RE: The role of probability in solving the Monty Hall problem
March 8, 2016 at 11:28 pm
(This post was last modified: March 8, 2016 at 11:38 pm by Excited Penguin.)
(March 8, 2016 at 10:24 pm)Jenny A Wrote: There are no patterns to consider. One door always has the prize, and the others don't. Choose one door and you have a one third chance of winning. Choose two doors and you have a two thirds chance of winning. After Monty's reveal switching gives you effectively two rather than one doors. Staying with the first door leaves you with a one third chance.Then the choice has been 50/50 all along, and it doesn't change in the least. You're just either in on it or not, that's all that changes. The chances of you being right, however, are the same throughout.
EDIT: Look around it this way. Suppose you had the choice of choosing one door or choosing two doors initially with the understanding that Monty would show you a goat behind one of the two doors you choose and you'd get the remaining door of your two door choice. That's what's actually happening if you switch.

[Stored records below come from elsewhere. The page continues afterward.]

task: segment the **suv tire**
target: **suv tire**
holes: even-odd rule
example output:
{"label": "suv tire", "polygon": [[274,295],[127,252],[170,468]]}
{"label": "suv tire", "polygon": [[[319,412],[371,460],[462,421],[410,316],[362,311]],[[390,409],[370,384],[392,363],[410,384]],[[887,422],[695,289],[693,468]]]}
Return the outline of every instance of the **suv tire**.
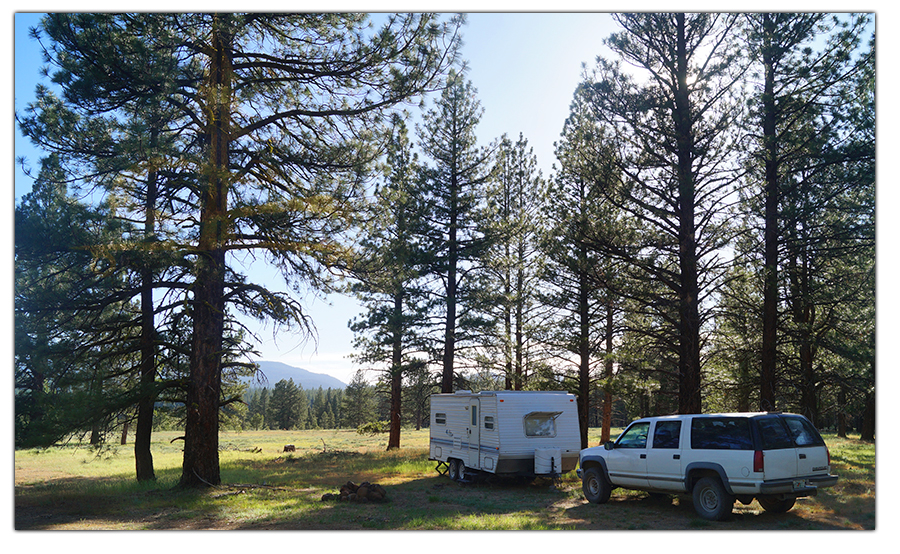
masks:
{"label": "suv tire", "polygon": [[609,501],[609,495],[612,494],[612,485],[606,480],[606,476],[599,467],[592,467],[584,472],[581,490],[588,502],[606,504]]}
{"label": "suv tire", "polygon": [[722,521],[731,515],[734,496],[728,494],[717,477],[702,477],[694,485],[694,510],[705,519]]}
{"label": "suv tire", "polygon": [[763,510],[767,512],[772,512],[773,514],[783,514],[786,511],[790,510],[794,507],[794,502],[797,501],[796,498],[785,498],[783,500],[779,500],[772,496],[760,496],[757,498],[759,501],[759,505],[763,507]]}

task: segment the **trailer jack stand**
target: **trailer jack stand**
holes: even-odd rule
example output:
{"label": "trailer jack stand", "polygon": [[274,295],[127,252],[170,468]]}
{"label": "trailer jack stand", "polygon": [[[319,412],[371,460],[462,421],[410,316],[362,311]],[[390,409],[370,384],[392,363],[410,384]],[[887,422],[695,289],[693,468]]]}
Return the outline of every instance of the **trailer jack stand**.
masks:
{"label": "trailer jack stand", "polygon": [[438,475],[446,475],[450,471],[450,466],[447,465],[447,462],[438,462],[434,469],[437,470]]}

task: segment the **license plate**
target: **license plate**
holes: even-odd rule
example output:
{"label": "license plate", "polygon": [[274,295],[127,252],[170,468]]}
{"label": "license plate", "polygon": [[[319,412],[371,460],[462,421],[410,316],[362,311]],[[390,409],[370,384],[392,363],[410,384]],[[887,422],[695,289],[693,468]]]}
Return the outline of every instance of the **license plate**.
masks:
{"label": "license plate", "polygon": [[805,489],[809,487],[809,481],[794,481],[794,490]]}

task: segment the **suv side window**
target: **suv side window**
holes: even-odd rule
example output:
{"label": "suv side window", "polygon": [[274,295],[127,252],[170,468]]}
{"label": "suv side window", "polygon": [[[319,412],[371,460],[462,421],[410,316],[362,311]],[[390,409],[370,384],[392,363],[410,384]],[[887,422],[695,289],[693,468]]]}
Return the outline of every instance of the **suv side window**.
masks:
{"label": "suv side window", "polygon": [[649,421],[635,423],[622,433],[622,436],[616,441],[616,448],[646,448],[649,431]]}
{"label": "suv side window", "polygon": [[753,450],[750,420],[745,417],[695,417],[691,420],[695,450]]}
{"label": "suv side window", "polygon": [[756,426],[762,439],[763,450],[794,448],[794,439],[791,438],[780,417],[761,417],[756,420]]}
{"label": "suv side window", "polygon": [[657,421],[653,429],[653,448],[678,448],[681,421]]}
{"label": "suv side window", "polygon": [[797,446],[823,446],[825,444],[822,435],[806,418],[785,416],[784,422],[787,423]]}

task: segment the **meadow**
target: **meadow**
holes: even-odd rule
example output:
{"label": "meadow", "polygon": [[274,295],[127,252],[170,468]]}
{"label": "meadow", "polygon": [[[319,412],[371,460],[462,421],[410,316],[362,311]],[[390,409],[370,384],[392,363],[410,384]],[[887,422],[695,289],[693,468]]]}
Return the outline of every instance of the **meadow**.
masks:
{"label": "meadow", "polygon": [[[615,434],[615,433],[614,433]],[[154,434],[157,479],[134,478],[133,444],[15,452],[15,529],[36,530],[825,530],[875,529],[875,445],[826,435],[838,485],[773,515],[754,501],[699,518],[689,497],[617,489],[585,501],[574,472],[532,483],[455,483],[428,460],[428,431],[244,431],[220,436],[222,485],[181,490],[177,432]],[[591,429],[590,443],[599,443]],[[284,452],[292,444],[296,451]],[[323,501],[347,481],[385,487],[382,503]]]}

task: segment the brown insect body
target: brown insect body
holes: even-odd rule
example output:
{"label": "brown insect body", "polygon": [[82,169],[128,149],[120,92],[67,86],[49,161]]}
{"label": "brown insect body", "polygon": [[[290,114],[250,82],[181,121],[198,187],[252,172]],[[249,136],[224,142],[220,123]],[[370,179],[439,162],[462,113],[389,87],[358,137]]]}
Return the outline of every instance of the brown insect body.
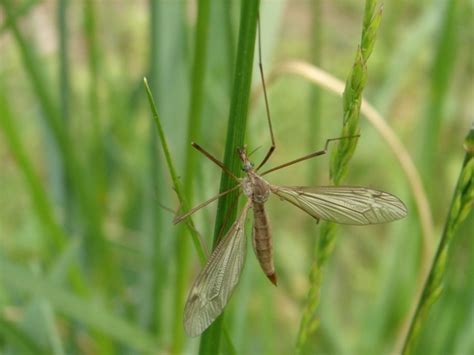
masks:
{"label": "brown insect body", "polygon": [[270,185],[253,170],[244,149],[239,149],[239,156],[247,177],[242,180],[242,190],[252,201],[254,216],[252,244],[260,267],[268,279],[276,286],[277,278],[273,264],[272,234],[268,223],[264,203],[270,196]]}
{"label": "brown insect body", "polygon": [[253,209],[254,214],[252,244],[255,254],[264,273],[276,285],[277,279],[272,256],[272,235],[264,206],[270,193],[275,194],[282,201],[291,203],[317,221],[324,220],[348,225],[370,225],[392,222],[407,215],[407,209],[403,202],[396,196],[383,191],[357,186],[277,186],[262,178],[262,176],[266,176],[273,171],[326,154],[328,145],[332,141],[358,138],[359,135],[328,139],[322,150],[274,166],[263,172],[260,171],[275,151],[276,144],[263,76],[260,27],[258,28],[258,38],[259,69],[271,147],[256,168],[249,161],[245,148],[238,149],[242,161],[242,170],[246,173],[244,178],[239,178],[224,163],[193,142],[192,146],[195,149],[219,166],[237,184],[174,219],[174,223],[179,223],[204,206],[237,189],[241,189],[248,198],[239,217],[234,221],[228,232],[222,236],[221,241],[212,252],[191,288],[184,309],[184,328],[189,336],[202,334],[215,321],[229,302],[232,292],[237,286],[245,261],[245,220],[250,208]]}

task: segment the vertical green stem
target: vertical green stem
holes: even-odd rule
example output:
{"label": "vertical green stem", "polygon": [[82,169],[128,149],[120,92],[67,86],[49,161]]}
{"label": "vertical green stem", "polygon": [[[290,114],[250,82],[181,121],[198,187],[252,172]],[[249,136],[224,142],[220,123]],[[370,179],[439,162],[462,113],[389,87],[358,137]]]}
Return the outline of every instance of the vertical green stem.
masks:
{"label": "vertical green stem", "polygon": [[[160,60],[160,30],[164,27],[161,23],[160,10],[162,10],[162,2],[158,0],[150,0],[150,86],[153,92],[156,94],[159,92],[159,71],[162,61]],[[151,91],[150,91],[151,96]],[[154,106],[152,106],[154,107]],[[155,120],[156,124],[159,124],[158,132],[161,132],[161,123],[159,117]],[[153,126],[154,123],[150,122]],[[150,127],[152,128],[152,127]],[[160,334],[160,321],[163,315],[162,304],[163,304],[163,286],[166,284],[167,277],[164,270],[164,263],[162,260],[163,253],[161,251],[163,247],[163,238],[160,233],[159,226],[164,222],[163,210],[158,206],[158,201],[154,194],[162,195],[164,190],[160,181],[160,164],[158,155],[158,138],[156,137],[156,131],[150,129],[149,135],[149,150],[148,150],[148,167],[149,176],[147,182],[149,185],[146,189],[148,191],[147,197],[145,198],[145,209],[147,211],[147,232],[143,242],[144,251],[150,255],[152,270],[151,270],[151,285],[150,285],[150,315],[146,315],[147,326],[155,334]],[[166,142],[162,141],[162,145]],[[165,152],[166,154],[166,152]],[[151,248],[150,248],[151,246]],[[148,250],[148,249],[151,250]],[[147,253],[148,252],[148,253]],[[145,286],[148,291],[148,287]],[[146,309],[146,307],[145,307]]]}
{"label": "vertical green stem", "polygon": [[[236,151],[238,147],[243,146],[245,138],[259,3],[260,1],[258,0],[242,0],[240,12],[239,42],[234,73],[234,87],[224,153],[224,165],[237,176],[241,170]],[[220,191],[228,190],[234,184],[235,181],[226,174],[222,174]],[[237,193],[232,193],[219,200],[214,229],[214,247],[218,243],[221,229],[223,228],[224,231],[228,230],[236,217],[237,211],[231,209],[237,198]],[[229,216],[229,218],[225,218],[226,216]],[[224,220],[226,220],[226,225],[223,225]],[[221,329],[222,315],[204,332],[199,348],[201,355],[219,353]]]}
{"label": "vertical green stem", "polygon": [[[69,125],[69,99],[70,99],[70,81],[69,81],[69,58],[68,58],[68,28],[67,28],[67,8],[69,0],[59,0],[58,4],[58,34],[59,34],[59,109],[65,127]],[[66,128],[67,129],[67,128]],[[65,210],[66,230],[72,229],[72,196],[70,181],[67,175],[62,174],[62,198]]]}
{"label": "vertical green stem", "polygon": [[[206,57],[208,47],[210,1],[198,1],[198,13],[196,24],[196,38],[194,42],[194,61],[191,72],[191,102],[189,105],[187,135],[185,147],[185,167],[183,178],[184,194],[188,201],[192,200],[195,169],[196,152],[191,146],[191,142],[199,140],[199,131],[202,121],[202,106],[204,100],[204,79],[206,69]],[[185,226],[178,229],[176,247],[176,287],[174,297],[174,319],[173,319],[173,343],[172,352],[181,354],[184,345],[183,333],[183,306],[186,297],[186,287],[188,284],[188,264],[189,264],[189,235]]]}
{"label": "vertical green stem", "polygon": [[[359,113],[362,91],[367,80],[367,60],[372,53],[378,25],[382,17],[381,9],[376,11],[376,0],[366,0],[362,25],[361,43],[356,52],[352,71],[346,82],[343,95],[343,127],[341,137],[351,137],[359,133]],[[339,185],[348,171],[349,161],[357,145],[357,139],[343,139],[331,154],[330,175],[333,183]],[[332,255],[336,242],[336,225],[324,223],[314,250],[314,260],[310,270],[310,289],[300,323],[296,349],[301,353],[308,337],[316,330],[315,316],[323,277],[323,267]]]}
{"label": "vertical green stem", "polygon": [[[456,51],[458,49],[460,1],[445,1],[443,19],[439,28],[438,41],[431,68],[431,85],[427,110],[423,119],[420,140],[420,165],[426,189],[431,189],[432,177],[436,174],[436,157],[439,156],[439,139],[445,107],[446,95],[450,90],[449,82],[454,78]],[[428,196],[436,194],[436,190],[428,191]]]}
{"label": "vertical green stem", "polygon": [[[89,157],[94,164],[95,199],[99,205],[106,204],[106,162],[103,145],[102,129],[100,124],[99,93],[101,92],[100,71],[100,45],[97,36],[96,6],[93,0],[84,2],[84,34],[87,46],[87,59],[89,66],[89,114],[91,122],[91,149]],[[101,210],[99,210],[101,212]]]}
{"label": "vertical green stem", "polygon": [[26,188],[29,192],[33,208],[45,229],[45,236],[47,236],[45,244],[48,251],[46,259],[49,259],[53,255],[60,253],[66,245],[68,238],[57,223],[53,205],[43,188],[41,179],[34,171],[31,160],[28,158],[3,88],[0,88],[0,112],[2,112],[0,115],[0,128],[4,134],[5,142],[25,177]]}
{"label": "vertical green stem", "polygon": [[438,300],[443,291],[443,279],[446,273],[446,263],[451,242],[453,241],[456,229],[466,218],[474,202],[474,125],[465,139],[464,148],[466,155],[454,190],[448,218],[430,273],[425,282],[423,293],[405,338],[402,352],[404,355],[413,353],[413,348],[420,334],[423,322],[431,306]]}
{"label": "vertical green stem", "polygon": [[[311,62],[316,66],[321,66],[321,43],[322,43],[322,19],[323,16],[321,15],[322,11],[322,3],[321,0],[314,0],[312,2],[312,19],[311,19],[311,33],[312,33],[312,40],[311,40]],[[315,85],[311,85],[310,88],[310,95],[309,95],[309,141],[308,151],[313,151],[320,140],[320,113],[321,113],[321,89]],[[312,169],[310,171],[310,179],[314,180],[315,171]]]}
{"label": "vertical green stem", "polygon": [[[321,0],[314,0],[312,2],[312,18],[311,18],[311,62],[315,66],[321,66],[322,56],[322,19],[321,14],[323,9]],[[315,85],[311,85],[309,92],[309,135],[308,135],[308,152],[314,151],[321,141],[321,89]],[[309,176],[308,181],[310,184],[316,184],[317,171],[315,165],[309,165],[308,170]],[[308,220],[307,227],[308,233],[314,230],[314,221]],[[316,242],[316,240],[314,240]]]}

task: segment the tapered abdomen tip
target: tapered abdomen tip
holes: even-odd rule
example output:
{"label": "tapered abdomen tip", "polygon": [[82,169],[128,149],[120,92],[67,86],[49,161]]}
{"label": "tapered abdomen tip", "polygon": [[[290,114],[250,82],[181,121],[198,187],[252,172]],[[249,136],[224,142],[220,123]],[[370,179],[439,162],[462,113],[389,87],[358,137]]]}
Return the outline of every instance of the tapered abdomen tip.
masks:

At the start of the game, running the original experiment, from your perspective you have a 1/3 chance of getting right. From the moderators' perspective and the one that is actually right since he has all the information you have a 50/50 chance. So this is not so much a puzzle as it is a trick. No mystery whatsoever here, the chances stay the same from the beginning, only your understanding of them improves, not so the actual chances.